In September 1878, exaggerated reports of Cheyenne raids on the populace prompted the government to send firearms to Dodge City to be used for self-defense by the citizens. Army Lt. Colonel William Henry Lewis selected Webb, Bill Tilghman, and others to serve as Army scouts.

In 1879, Webb was selected to serve as a hired gun by Bat Masterson during the fight for the Atchison, Topeka and Santa Fe Railway during the Railroad Wars in Royal Gorge Colorado. He moved on from there to Las Vegas, New Mexico, joining Dave Mather, Doc Holliday and others. Shortly after arriving there, he partnered with Doc Holliday in running a saloon, where Doc spent most of his time gambling.

In 1880, Webb was appointed town marshal of Las Vegas, New Mexico. Soon afterwards he was made a member of the Dodge City Gang, led by Justice of the Peace Hoodoo Brown.
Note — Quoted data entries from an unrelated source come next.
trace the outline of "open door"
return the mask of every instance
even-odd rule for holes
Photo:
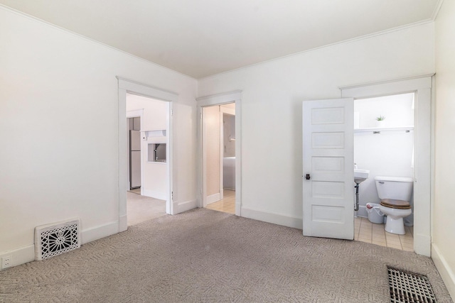
[[[304,236],[354,238],[353,106],[303,102]]]

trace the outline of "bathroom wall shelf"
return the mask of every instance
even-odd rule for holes
[[[380,133],[411,133],[414,131],[414,126],[369,128],[354,129],[354,133],[359,134],[380,134]]]
[[[158,131],[141,131],[144,132],[146,137],[166,137],[166,129]]]

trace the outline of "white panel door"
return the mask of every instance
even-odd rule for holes
[[[304,236],[354,238],[353,106],[303,103]]]

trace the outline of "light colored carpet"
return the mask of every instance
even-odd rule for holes
[[[166,214],[166,201],[127,192],[128,226],[158,218]]]
[[[0,302],[390,302],[387,265],[451,302],[429,258],[204,209],[1,271]]]

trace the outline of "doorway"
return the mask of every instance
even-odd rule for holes
[[[355,99],[414,94],[414,251],[431,255],[432,179],[434,146],[433,75],[341,88],[341,97]]]
[[[235,104],[203,109],[207,208],[235,214]]]
[[[127,94],[128,226],[166,214],[168,103]]]
[[[354,100],[354,167],[369,171],[359,184],[355,240],[414,251],[413,214],[404,218],[405,234],[385,232],[375,177],[414,177],[414,97],[411,92]]]
[[[241,138],[241,96],[242,92],[240,91],[235,91],[225,94],[220,94],[212,96],[203,97],[197,99],[198,101],[198,116],[199,116],[199,119],[198,121],[198,187],[199,189],[198,192],[198,207],[207,207],[208,204],[210,205],[210,203],[208,204],[208,202],[210,202],[210,199],[215,199],[210,197],[213,195],[218,195],[220,199],[227,199],[228,194],[233,194],[235,196],[235,213],[237,216],[241,215],[241,199],[242,199],[242,138]],[[231,104],[231,105],[226,105]],[[233,181],[235,184],[235,191],[231,190],[229,192],[225,192],[224,190],[221,190],[220,189],[224,188],[224,184],[223,182],[223,180],[225,179],[223,175],[221,173],[223,170],[226,170],[228,172],[228,169],[223,170],[224,167],[223,165],[224,160],[224,141],[221,141],[220,138],[224,137],[224,133],[221,131],[220,127],[218,128],[218,131],[214,132],[214,136],[217,136],[216,133],[218,133],[218,139],[215,141],[215,143],[213,144],[213,148],[217,149],[218,153],[213,153],[215,157],[218,158],[218,161],[215,164],[211,165],[210,167],[213,168],[213,170],[216,171],[218,170],[218,173],[215,173],[215,176],[218,176],[217,180],[212,183],[215,184],[215,186],[218,184],[218,190],[217,193],[216,189],[211,192],[209,189],[208,184],[208,170],[207,167],[209,167],[209,164],[207,162],[207,153],[204,151],[205,146],[204,142],[205,140],[205,136],[207,135],[207,131],[204,131],[204,128],[205,128],[205,131],[207,131],[208,124],[204,123],[204,114],[207,114],[207,112],[204,113],[205,109],[209,109],[208,111],[210,111],[210,107],[215,106],[211,109],[212,111],[216,111],[218,114],[216,114],[213,116],[218,116],[218,125],[220,125],[220,121],[223,121],[223,114],[231,114],[235,116],[234,126],[235,128],[232,130],[232,128],[229,131],[230,132],[230,136],[231,143],[234,143],[235,147],[233,149],[235,150],[235,157],[230,157],[230,167],[232,167],[231,177],[235,177],[235,181]],[[231,106],[231,109],[229,109],[229,106]],[[234,107],[235,106],[235,107]],[[216,118],[215,118],[216,119]],[[207,117],[205,118],[205,122],[207,122]],[[215,123],[215,124],[217,124]],[[234,131],[234,132],[232,132]],[[210,131],[209,131],[210,133]],[[235,138],[232,137],[235,136]],[[227,136],[227,140],[229,140],[229,135]],[[228,150],[229,147],[226,147],[226,150]],[[222,153],[223,152],[223,153]],[[229,154],[228,154],[229,155]],[[226,157],[228,158],[228,157]],[[225,162],[226,162],[225,160]],[[210,162],[210,159],[209,159]],[[232,164],[233,163],[233,164]],[[226,165],[229,165],[228,163],[226,163]],[[226,165],[225,167],[226,167]],[[235,168],[234,168],[235,167]],[[228,180],[229,177],[226,177]],[[228,189],[229,190],[229,189]],[[208,194],[208,193],[209,194]]]
[[[118,123],[118,134],[119,134],[119,232],[124,231],[127,229],[128,219],[127,219],[127,193],[129,182],[128,182],[128,165],[127,165],[127,150],[128,144],[127,142],[127,96],[136,96],[145,97],[146,99],[151,99],[156,101],[163,101],[164,107],[166,108],[166,117],[165,124],[166,128],[162,129],[153,129],[151,127],[149,128],[148,124],[143,123],[144,128],[141,128],[141,150],[148,150],[149,148],[148,143],[150,143],[151,145],[156,146],[156,143],[152,142],[154,139],[149,139],[151,138],[160,137],[165,138],[166,141],[166,155],[168,157],[166,162],[164,165],[162,165],[161,168],[166,172],[164,182],[166,184],[166,189],[164,196],[162,197],[166,201],[166,213],[169,214],[173,214],[173,205],[172,202],[172,104],[173,101],[177,100],[177,94],[156,89],[150,86],[138,83],[134,81],[125,79],[117,77],[119,83],[119,123]],[[144,119],[142,119],[144,121]],[[150,142],[149,142],[150,141]],[[144,146],[145,145],[145,146]],[[151,148],[151,147],[150,148]],[[144,187],[144,157],[146,153],[142,153],[141,155],[141,194],[144,194],[144,191],[146,189]],[[148,158],[146,158],[148,159]],[[147,194],[147,192],[145,192]]]

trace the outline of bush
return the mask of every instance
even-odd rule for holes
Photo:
The gang participated in several train and stage coach robberies and were alleged to have taken part in lynchings and murders.

== Arrest for murder, jailbreak ==

On March 2, 1880, Webb and a deputy entered the Goodlet and Roberts Saloon in Las Vegas, where they observed a man named Michael Killiher, armed with a holstered pistol. When ordered to relinquish the pistol, Killiher refused. He then drew his pistol, but Webb quickly drew his own pistol and shot Killiher three times, twice in the chest and once in the head, killing him. Although seemingly justified, rumors quickly spread that JOP Hyman Niell had information that Killiher (a freighter by trade) had in his possession $1,900, and he had sent Webb to take it from him.
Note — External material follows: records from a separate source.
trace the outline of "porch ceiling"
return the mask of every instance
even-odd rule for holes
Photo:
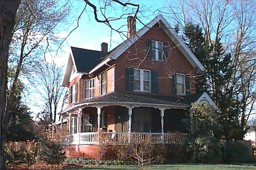
[[[146,94],[132,94],[113,92],[98,97],[84,100],[76,103],[71,107],[61,112],[64,114],[79,108],[98,106],[118,106],[135,107],[146,107],[166,109],[187,109],[192,102],[196,101],[202,94],[189,96],[163,96]]]

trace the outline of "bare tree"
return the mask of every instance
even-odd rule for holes
[[[177,14],[172,16],[174,21],[178,21],[182,27],[190,23],[202,27],[205,43],[212,47],[210,55],[218,55],[218,44],[221,44],[222,55],[230,55],[231,76],[227,81],[218,84],[218,78],[212,76],[214,72],[211,73],[212,68],[205,66],[208,68],[206,80],[213,99],[223,114],[238,122],[239,130],[242,132],[250,115],[256,109],[254,85],[256,33],[254,31],[256,26],[256,3],[242,0],[180,0],[178,2],[179,8],[170,8],[171,12]],[[220,58],[220,63],[226,61],[223,59]],[[231,105],[226,106],[219,100],[224,95]],[[236,113],[231,116],[229,114],[232,110]],[[229,118],[227,119],[228,121]],[[230,133],[229,130],[226,132]],[[242,138],[242,133],[237,138]]]
[[[37,23],[38,25],[32,24],[30,22],[31,20],[30,19],[34,18],[34,21],[38,21],[39,18],[44,16],[45,14],[42,13],[42,12],[43,12],[43,10],[42,11],[40,10],[40,9],[42,10],[42,8],[40,8],[40,7],[46,7],[46,6],[44,6],[44,5],[40,6],[40,5],[44,4],[44,3],[45,2],[45,1],[50,2],[49,1],[42,1],[32,0],[23,0],[22,1],[20,0],[3,0],[0,2],[0,42],[1,42],[0,45],[0,70],[1,71],[0,72],[0,113],[1,113],[0,167],[2,169],[4,168],[3,147],[4,132],[6,129],[5,125],[6,124],[5,122],[6,122],[6,120],[8,119],[8,108],[10,108],[10,105],[11,103],[12,98],[13,96],[13,93],[10,92],[8,94],[8,102],[7,103],[7,105],[6,106],[6,89],[7,88],[7,63],[9,57],[8,52],[10,51],[9,51],[10,44],[15,32],[19,32],[20,35],[14,36],[14,41],[17,41],[17,39],[20,39],[22,43],[25,43],[23,44],[23,45],[20,46],[21,53],[19,54],[18,58],[16,58],[18,59],[16,60],[17,65],[16,65],[16,69],[17,71],[14,78],[13,80],[12,86],[12,89],[15,89],[14,88],[15,86],[15,82],[17,79],[17,77],[19,76],[21,71],[23,69],[22,66],[24,65],[24,63],[22,64],[22,62],[24,62],[24,59],[25,58],[28,59],[28,57],[26,57],[29,56],[31,51],[38,47],[41,41],[46,40],[46,42],[49,42],[48,39],[50,36],[48,36],[48,34],[49,33],[50,31],[52,31],[58,23],[57,21],[51,20],[50,17],[46,17],[46,19],[44,20],[44,23],[39,21]],[[101,8],[100,7],[97,7],[96,6],[91,3],[90,2],[89,2],[88,0],[83,0],[83,1],[85,2],[85,5],[84,10],[83,11],[85,10],[88,4],[93,9],[95,19],[96,21],[105,23],[108,26],[111,27],[111,25],[110,22],[111,19],[106,17],[105,13],[102,13],[103,18],[104,18],[103,20],[99,19],[98,17],[97,9],[104,8]],[[56,4],[55,3],[57,3],[59,2],[59,1],[52,0],[52,3],[48,3],[48,6],[52,7],[52,9],[57,10],[57,11],[55,11],[56,12],[55,12],[52,11],[47,10],[45,11],[45,12],[47,12],[46,14],[50,14],[50,15],[49,16],[50,16],[51,14],[53,16],[57,16],[62,14],[63,15],[62,16],[65,17],[65,13],[61,12],[61,9],[62,9],[62,6],[58,8],[58,7],[54,6],[53,5]],[[113,2],[118,4],[123,7],[134,6],[136,8],[137,10],[132,14],[135,14],[135,15],[138,11],[139,7],[138,5],[130,2],[122,3],[118,0],[106,1],[106,2],[107,4],[105,4],[106,5],[105,6],[104,8],[106,8],[107,6],[108,2],[109,2],[109,3]],[[29,2],[32,2],[32,3],[30,4]],[[38,3],[37,4],[36,2]],[[20,10],[18,11],[18,14],[16,16],[16,13],[17,12],[18,7],[20,5],[20,7],[19,9]],[[28,7],[26,8],[25,8],[26,6]],[[21,10],[22,9],[22,10]],[[62,11],[63,12],[63,11]],[[26,13],[27,14],[28,13],[28,14],[25,15]],[[120,17],[113,19],[112,20],[118,20],[118,18],[121,18],[122,16],[121,15]],[[15,21],[16,18],[16,21]],[[15,24],[19,23],[23,23],[23,24],[18,24],[16,25],[16,26],[15,26]],[[31,29],[36,27],[38,24],[43,26],[41,27],[42,29],[40,30],[40,31],[32,31]],[[47,31],[47,30],[48,31]],[[41,34],[38,35],[38,33],[41,31],[43,31],[43,33],[44,34],[46,34],[48,35],[46,36],[45,35],[44,36]],[[31,44],[30,47],[28,48],[27,45],[27,41],[31,40],[31,36],[33,35],[39,35],[39,40],[40,41],[36,41],[34,42]],[[12,60],[12,59],[10,59],[10,60]],[[29,62],[28,62],[27,63],[27,64],[29,65],[30,63]],[[15,78],[15,77],[16,78]]]
[[[54,122],[57,113],[61,111],[62,105],[60,102],[67,92],[66,88],[60,86],[63,66],[58,66],[54,61],[48,63],[43,60],[38,63],[36,68],[37,74],[30,81],[41,96],[40,102],[43,102],[37,104],[38,106],[44,108],[50,121]]]

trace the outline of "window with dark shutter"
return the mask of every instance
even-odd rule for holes
[[[77,83],[75,84],[75,96],[74,102],[77,101]]]
[[[176,89],[176,79],[175,74],[172,76],[172,94],[177,94],[177,90]]]
[[[72,86],[69,87],[68,94],[68,103],[71,104],[72,103]]]
[[[149,60],[152,59],[152,41],[148,40],[147,41],[147,59]]]
[[[151,92],[157,93],[158,92],[157,72],[151,70]]]
[[[133,91],[134,83],[134,69],[128,68],[125,69],[125,86],[127,91]]]

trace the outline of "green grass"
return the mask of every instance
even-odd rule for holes
[[[154,165],[144,166],[144,170],[255,170],[256,164],[240,164],[239,165],[228,164],[174,164],[174,165]],[[108,166],[86,166],[84,168],[73,169],[82,170],[84,169],[96,170],[140,170],[141,166],[134,165]]]

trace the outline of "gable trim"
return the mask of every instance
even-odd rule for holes
[[[109,54],[108,57],[94,67],[89,72],[89,74],[93,73],[108,61],[112,59],[115,60],[117,59],[129,47],[158,23],[161,25],[161,27],[169,37],[172,39],[175,45],[177,45],[178,49],[196,69],[196,71],[198,72],[205,71],[206,69],[202,63],[200,63],[198,59],[185,44],[183,41],[175,32],[174,30],[171,28],[170,25],[166,20],[164,19],[162,15],[160,14],[146,24],[146,26],[144,26],[139,30],[134,36],[126,39],[121,44],[119,47],[114,49],[113,51]]]
[[[215,104],[213,100],[209,96],[207,93],[204,92],[204,93],[198,98],[198,99],[195,102],[195,103],[199,103],[200,102],[205,102],[208,103],[210,105],[212,106],[215,108],[218,109],[219,109],[219,107]]]

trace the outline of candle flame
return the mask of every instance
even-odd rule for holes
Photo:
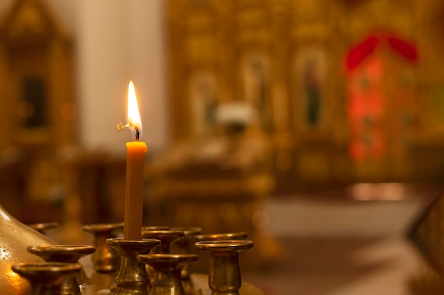
[[[142,121],[132,81],[130,81],[128,88],[128,125],[133,127],[131,128],[133,134],[138,140],[139,137],[142,135]]]

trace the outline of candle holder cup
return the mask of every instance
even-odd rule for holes
[[[114,280],[116,288],[113,294],[143,294],[147,292],[150,277],[144,263],[139,262],[139,255],[148,254],[160,241],[153,238],[141,240],[124,240],[109,238],[106,243],[121,255],[121,267]]]
[[[91,256],[93,267],[99,273],[116,272],[120,267],[120,258],[117,251],[106,243],[106,239],[117,238],[123,229],[123,223],[88,224],[82,227],[93,237],[96,251]]]
[[[43,222],[40,224],[27,224],[35,231],[38,231],[40,233],[46,235],[46,233],[52,229],[55,229],[59,226],[57,222]]]
[[[242,286],[239,253],[252,248],[249,240],[208,241],[194,243],[209,252],[209,286],[213,295],[238,295]]]
[[[61,295],[62,284],[82,270],[79,263],[33,262],[13,265],[12,270],[30,284],[30,295]]]
[[[152,253],[157,254],[170,254],[171,245],[184,236],[185,233],[182,231],[157,230],[142,231],[142,238],[155,238],[162,242],[159,246],[152,249],[151,252]]]
[[[79,263],[80,258],[93,253],[94,250],[94,246],[87,245],[38,245],[28,247],[29,253],[39,256],[47,262]],[[82,267],[78,274],[67,280],[64,288],[70,294],[80,294],[89,284],[89,279]]]
[[[138,260],[155,271],[150,295],[187,295],[181,278],[182,270],[196,261],[194,254],[148,254],[138,255]]]

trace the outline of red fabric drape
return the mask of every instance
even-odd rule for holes
[[[413,43],[393,35],[370,35],[348,52],[345,59],[347,69],[355,69],[378,45],[384,43],[388,44],[390,48],[410,61],[418,59],[418,51]]]

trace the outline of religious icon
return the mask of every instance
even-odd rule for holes
[[[295,62],[296,91],[294,99],[297,125],[319,128],[324,123],[325,52],[321,48],[307,47],[297,53]]]

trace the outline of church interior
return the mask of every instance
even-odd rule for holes
[[[144,226],[248,233],[243,279],[264,295],[442,294],[424,245],[444,236],[443,15],[440,0],[2,0],[0,204],[62,243],[122,221],[131,80]]]

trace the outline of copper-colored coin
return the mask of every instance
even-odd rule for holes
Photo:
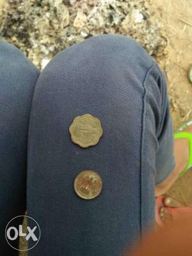
[[[72,141],[83,148],[97,144],[102,134],[100,120],[90,114],[76,116],[69,131]]]
[[[95,198],[100,193],[102,182],[97,172],[84,170],[76,176],[74,185],[78,196],[88,200]]]

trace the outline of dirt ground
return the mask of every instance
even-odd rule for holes
[[[168,81],[174,127],[192,120],[192,84],[188,72],[192,65],[192,1],[156,0],[149,5],[154,19],[160,19],[168,40],[168,54],[157,60]],[[191,170],[191,172],[190,172]],[[192,206],[192,168],[179,178],[167,195]]]
[[[154,24],[161,24],[161,36],[168,42],[166,48],[162,46],[163,54],[161,54],[160,47],[159,54],[156,54],[154,58],[166,75],[173,125],[177,128],[182,123],[192,120],[192,84],[188,79],[189,68],[192,65],[192,1],[146,0],[140,2],[143,2],[149,13],[153,14],[151,22]],[[4,0],[0,0],[0,6],[1,3],[4,3]],[[79,4],[79,3],[81,1]],[[191,205],[192,203],[192,189],[190,189],[192,188],[192,170],[191,171],[179,179],[168,193],[186,205]],[[26,255],[25,253],[21,255]]]
[[[168,40],[168,54],[158,62],[166,72],[175,128],[192,119],[192,84],[188,71],[192,65],[192,1],[156,0],[149,10],[161,20]]]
Whether this was true was never verified, but Webb was arrested for the shooting. He was shortly afterwards convicted of murder and sentenced to hang. It was likely that the general dislike of the Dodge City Gang weighed more on his conviction than his actual guilt in this particular instance. However, on April 30, 1880, Dave Rudabaugh and a man named John Allen burst into the jail to free Webb. The jailbreak was unsuccessful, but Rudabaugh shot and killed the jailer, Antonio Lino Valdez. Rudabaugh escaped capture but was later arrested, while working with Billy the Kid, on December 23, 1880. Webb's sentence was later commuted to life in prison, and he and Rudabaugh were held together in prison.
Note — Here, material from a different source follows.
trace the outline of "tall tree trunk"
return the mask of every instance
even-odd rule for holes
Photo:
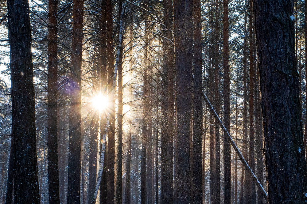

Determined to escape, Rudabaugh, Webb and two other men named Thomas Duffy and H. S. Wilson, attempted to shoot their way out again on September 19, 1881, but again they were unsuccessful, and Duffy was killed by lawmen. Two months later, Rudabaugh, Webb and five others chipped rocks from the jail wall and successfully escaped.

Rudabaugh and Webb fled to Texas, then on to Mexico, where they separated. Rudabaugh was killed shortly afterwards. Webb drifted, changing his name to "Samuel King" and working for the railroad, eventually moving to Winslow, Arkansas, where he died of smallpox on April 12, 1882.

==Bibliography==

- DeMattos, Jack. "Gunfighters of the Real West: John Joshua Webb." Real West, April 1981.

- Snell, Joseph W. "Wretched Webb." Frontier Times, March 1973.